Keep a folded piece of cloth on the ground before yourself, and sit in the Kurmasana.
Then clasp your fingers. And keep your hands on your head, leaving a space of two-fingers from the forehead.
Now slowly bend forward with the upper part of your back, placing the space between the forehead and hands on the cloth.
Next, keeping the head and toes in place, raise the rest of your body, forming a sort of triangular structure.
Keeping the upper body in the same position, bend your legs such that the knees touch the chin and the thighs are in a straight line with the chest. Slowly raising the knees and feet, keep the ankles touching the buttocks.
The abovementioned position is the halfway stage of Sheershasan, and beginners are advised to practice it until such a time when their neck stays straight and still.
When this stage is reached, the knees, thighs, calves, ankles and feet should be raised simultaneously. A straight line should be formed from the head to the knees. The calves, ankles and feet should remain bent.
Then, the ankles should be raised slowly and the legs are to be straightened till an angle of magnitude between 60 to 90 degrees is formed as the knees are not completely straightened.
Practice this position for a few days; till the body can be balanced properly on the head, Practitioners who have reached this stage tend to attempt the complete asana. This is hardly advisable as one may fall and that may result in damage to the head, neck, spine and other internal organs.
Once the last stage is completed properly .The next step is to gradually raise the rest of the body upwards. The eyes should be half closed, and the breath should be normal.

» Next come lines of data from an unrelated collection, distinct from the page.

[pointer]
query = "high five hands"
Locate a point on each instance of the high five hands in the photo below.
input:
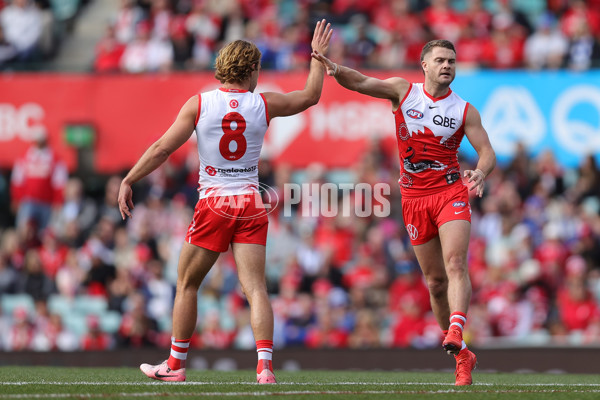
(320, 44)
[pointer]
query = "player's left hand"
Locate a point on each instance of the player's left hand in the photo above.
(125, 200)
(321, 37)
(477, 177)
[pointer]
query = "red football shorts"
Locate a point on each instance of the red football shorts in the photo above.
(221, 220)
(423, 215)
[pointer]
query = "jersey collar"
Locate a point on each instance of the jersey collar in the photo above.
(434, 99)
(232, 90)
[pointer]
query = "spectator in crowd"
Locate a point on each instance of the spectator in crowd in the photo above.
(94, 339)
(20, 334)
(22, 25)
(127, 18)
(584, 49)
(33, 280)
(77, 208)
(37, 184)
(546, 47)
(147, 53)
(108, 52)
(7, 50)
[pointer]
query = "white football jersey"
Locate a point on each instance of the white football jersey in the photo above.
(230, 128)
(429, 132)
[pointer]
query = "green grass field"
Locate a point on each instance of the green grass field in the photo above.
(129, 383)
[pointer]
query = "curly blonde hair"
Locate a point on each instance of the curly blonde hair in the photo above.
(236, 61)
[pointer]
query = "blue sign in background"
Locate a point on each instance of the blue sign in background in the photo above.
(557, 111)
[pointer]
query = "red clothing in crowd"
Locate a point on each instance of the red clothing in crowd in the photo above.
(38, 176)
(577, 313)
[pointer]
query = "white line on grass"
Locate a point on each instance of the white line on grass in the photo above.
(255, 394)
(154, 383)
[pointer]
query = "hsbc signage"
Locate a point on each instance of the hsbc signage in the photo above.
(22, 122)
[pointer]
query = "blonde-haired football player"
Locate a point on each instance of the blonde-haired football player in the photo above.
(230, 123)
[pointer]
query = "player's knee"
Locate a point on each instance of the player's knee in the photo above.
(438, 286)
(253, 291)
(456, 265)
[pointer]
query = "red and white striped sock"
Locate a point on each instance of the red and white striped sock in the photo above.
(179, 348)
(264, 348)
(458, 321)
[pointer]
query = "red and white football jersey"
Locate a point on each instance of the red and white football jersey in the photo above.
(429, 132)
(231, 127)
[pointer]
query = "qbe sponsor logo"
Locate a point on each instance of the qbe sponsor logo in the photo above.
(413, 232)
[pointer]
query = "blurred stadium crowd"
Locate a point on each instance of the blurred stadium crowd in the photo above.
(164, 35)
(87, 280)
(80, 278)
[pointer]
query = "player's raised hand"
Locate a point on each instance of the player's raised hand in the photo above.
(125, 200)
(477, 177)
(321, 37)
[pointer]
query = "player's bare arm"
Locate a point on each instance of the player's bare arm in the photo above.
(393, 89)
(480, 141)
(284, 104)
(158, 152)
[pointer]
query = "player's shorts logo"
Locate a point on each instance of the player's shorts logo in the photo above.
(403, 132)
(414, 114)
(262, 201)
(210, 170)
(412, 231)
(405, 180)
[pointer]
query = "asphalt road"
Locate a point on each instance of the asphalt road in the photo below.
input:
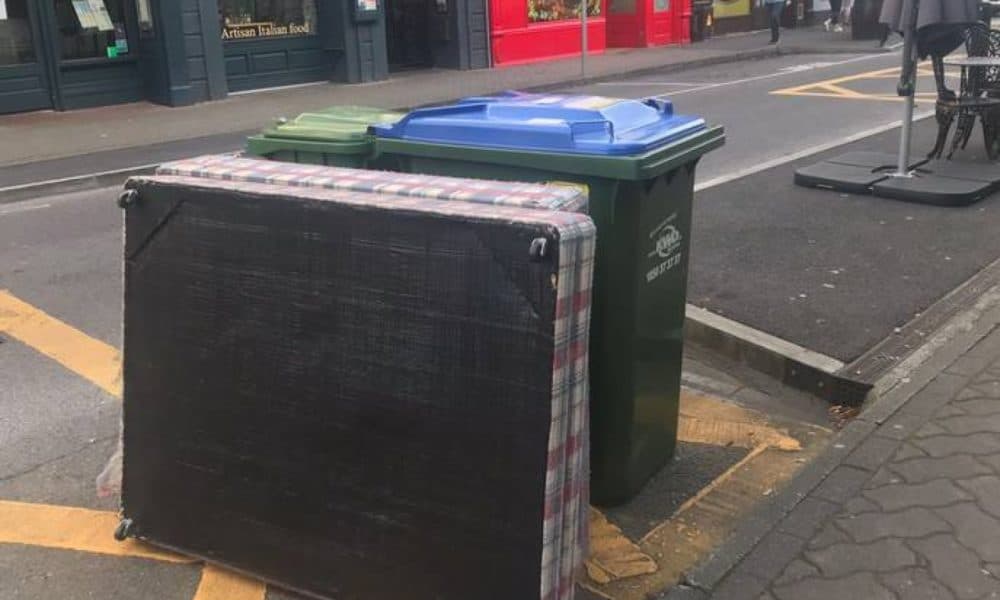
(61, 254)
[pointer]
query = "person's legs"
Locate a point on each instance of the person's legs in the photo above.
(776, 10)
(835, 7)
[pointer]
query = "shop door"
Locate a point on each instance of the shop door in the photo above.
(24, 77)
(95, 50)
(408, 33)
(272, 43)
(661, 24)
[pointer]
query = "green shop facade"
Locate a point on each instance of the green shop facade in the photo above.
(68, 54)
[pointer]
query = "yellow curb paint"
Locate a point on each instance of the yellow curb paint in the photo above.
(219, 584)
(91, 359)
(70, 528)
(612, 555)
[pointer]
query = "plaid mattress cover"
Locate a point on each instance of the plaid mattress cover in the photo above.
(554, 196)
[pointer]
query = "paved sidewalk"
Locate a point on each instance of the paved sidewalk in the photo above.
(913, 513)
(49, 135)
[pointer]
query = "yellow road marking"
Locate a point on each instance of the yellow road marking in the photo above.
(612, 555)
(85, 530)
(70, 528)
(80, 529)
(834, 88)
(92, 359)
(218, 584)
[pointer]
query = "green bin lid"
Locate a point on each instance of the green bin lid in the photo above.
(337, 124)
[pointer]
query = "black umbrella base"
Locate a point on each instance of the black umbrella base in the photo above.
(937, 182)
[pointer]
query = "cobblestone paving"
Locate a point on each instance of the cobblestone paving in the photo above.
(912, 514)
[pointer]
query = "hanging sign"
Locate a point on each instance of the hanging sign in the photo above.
(731, 8)
(244, 31)
(93, 14)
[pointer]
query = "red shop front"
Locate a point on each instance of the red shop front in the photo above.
(523, 31)
(641, 23)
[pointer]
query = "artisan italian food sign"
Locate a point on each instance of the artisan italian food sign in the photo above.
(245, 31)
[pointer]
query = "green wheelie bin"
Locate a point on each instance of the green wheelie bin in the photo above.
(637, 160)
(337, 136)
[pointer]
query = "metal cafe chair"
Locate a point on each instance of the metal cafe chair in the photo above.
(973, 99)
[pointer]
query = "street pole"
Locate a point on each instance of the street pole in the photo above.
(907, 89)
(585, 8)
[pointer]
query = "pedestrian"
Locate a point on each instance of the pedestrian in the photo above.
(833, 21)
(775, 8)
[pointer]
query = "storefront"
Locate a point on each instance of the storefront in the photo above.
(735, 15)
(750, 15)
(66, 54)
(641, 23)
(523, 31)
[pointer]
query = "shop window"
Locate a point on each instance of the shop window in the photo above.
(145, 17)
(92, 29)
(15, 33)
(558, 10)
(251, 19)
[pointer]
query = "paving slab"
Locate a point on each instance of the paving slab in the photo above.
(834, 273)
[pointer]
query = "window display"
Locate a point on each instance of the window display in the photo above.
(92, 29)
(250, 19)
(558, 10)
(16, 46)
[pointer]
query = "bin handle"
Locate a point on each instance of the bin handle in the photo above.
(441, 110)
(582, 127)
(663, 106)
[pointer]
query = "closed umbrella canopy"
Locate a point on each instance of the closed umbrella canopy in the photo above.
(939, 22)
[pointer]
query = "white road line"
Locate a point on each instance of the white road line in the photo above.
(19, 209)
(677, 83)
(96, 175)
(781, 160)
(781, 73)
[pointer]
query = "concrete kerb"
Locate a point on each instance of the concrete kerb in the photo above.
(91, 181)
(950, 343)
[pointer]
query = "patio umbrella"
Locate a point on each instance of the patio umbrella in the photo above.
(928, 27)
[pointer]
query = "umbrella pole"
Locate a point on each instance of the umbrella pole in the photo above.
(907, 89)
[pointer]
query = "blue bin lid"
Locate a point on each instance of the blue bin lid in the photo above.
(569, 124)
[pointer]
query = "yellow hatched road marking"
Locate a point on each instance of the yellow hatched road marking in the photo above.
(218, 584)
(80, 529)
(85, 530)
(92, 359)
(71, 528)
(834, 88)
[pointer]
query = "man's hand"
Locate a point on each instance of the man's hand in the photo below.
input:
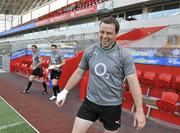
(32, 67)
(61, 97)
(139, 119)
(51, 67)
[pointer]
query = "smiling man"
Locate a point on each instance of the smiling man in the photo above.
(108, 64)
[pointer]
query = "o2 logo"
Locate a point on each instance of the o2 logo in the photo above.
(53, 61)
(103, 67)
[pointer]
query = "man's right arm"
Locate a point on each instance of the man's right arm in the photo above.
(72, 82)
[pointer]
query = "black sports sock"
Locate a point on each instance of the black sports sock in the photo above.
(28, 85)
(55, 90)
(44, 85)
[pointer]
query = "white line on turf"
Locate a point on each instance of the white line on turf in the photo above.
(19, 114)
(11, 125)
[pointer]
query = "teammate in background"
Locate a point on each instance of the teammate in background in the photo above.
(36, 70)
(108, 64)
(57, 61)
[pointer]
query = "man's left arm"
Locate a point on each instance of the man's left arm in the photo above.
(40, 63)
(61, 64)
(135, 89)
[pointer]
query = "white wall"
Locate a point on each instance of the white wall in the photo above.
(173, 20)
(121, 3)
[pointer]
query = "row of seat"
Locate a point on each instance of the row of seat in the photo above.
(24, 67)
(72, 7)
(153, 84)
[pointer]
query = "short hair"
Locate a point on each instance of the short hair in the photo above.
(34, 46)
(53, 45)
(111, 20)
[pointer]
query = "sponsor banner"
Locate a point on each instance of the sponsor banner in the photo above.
(155, 52)
(66, 52)
(156, 56)
(18, 54)
(68, 16)
(157, 61)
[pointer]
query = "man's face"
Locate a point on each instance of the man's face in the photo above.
(107, 35)
(54, 50)
(33, 49)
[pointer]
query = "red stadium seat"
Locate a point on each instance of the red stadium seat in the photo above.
(176, 84)
(162, 83)
(128, 101)
(139, 74)
(167, 103)
(84, 85)
(178, 108)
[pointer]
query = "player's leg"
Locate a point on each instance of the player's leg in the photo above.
(111, 118)
(86, 116)
(81, 125)
(43, 81)
(31, 78)
(55, 89)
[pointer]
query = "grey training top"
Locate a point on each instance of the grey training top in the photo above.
(108, 69)
(56, 58)
(35, 59)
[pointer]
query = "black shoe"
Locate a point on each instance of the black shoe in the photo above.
(44, 92)
(25, 91)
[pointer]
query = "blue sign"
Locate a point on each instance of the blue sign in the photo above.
(17, 54)
(156, 56)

Remain in this position for about 30 seconds. Then gradually bring your thighs, knees and legs down till your toes touch the floor and you are in an arch position as explained in Step 4. Relax and bring yourself to the position of Step 1
Benefits & Effects
Brightens the psychic faculties and awakens the Kundalini Shakti.
A powerful blood purifier and nerve tonic,
Prevents wrinkles and graying of hair
Clean blood rushes to the pituitary gland, head, eyes, ears, nose, face, tonsils, adenoids, thyroid and parathyroid glands, lungs etc. When one stands back after the asana, the blood rushes to one’s feet.
While in the position of Sheershasan, the heart doesn’t have to do any extra effort.
Appetite and digestion improve.
Memory undergoes improvement.
Inertia, short-/long-sightedness, constipation and insomnia are cured.
Headstand should always be complemented with other postures like the Sarwaangasan.
People suffering from high blood pressure, heart problems, glaucoma, excess weight, neck pain, spinal injury and hernia should not practice head stand.
Pregnant or menstruating women should steer clear of Sheershasan.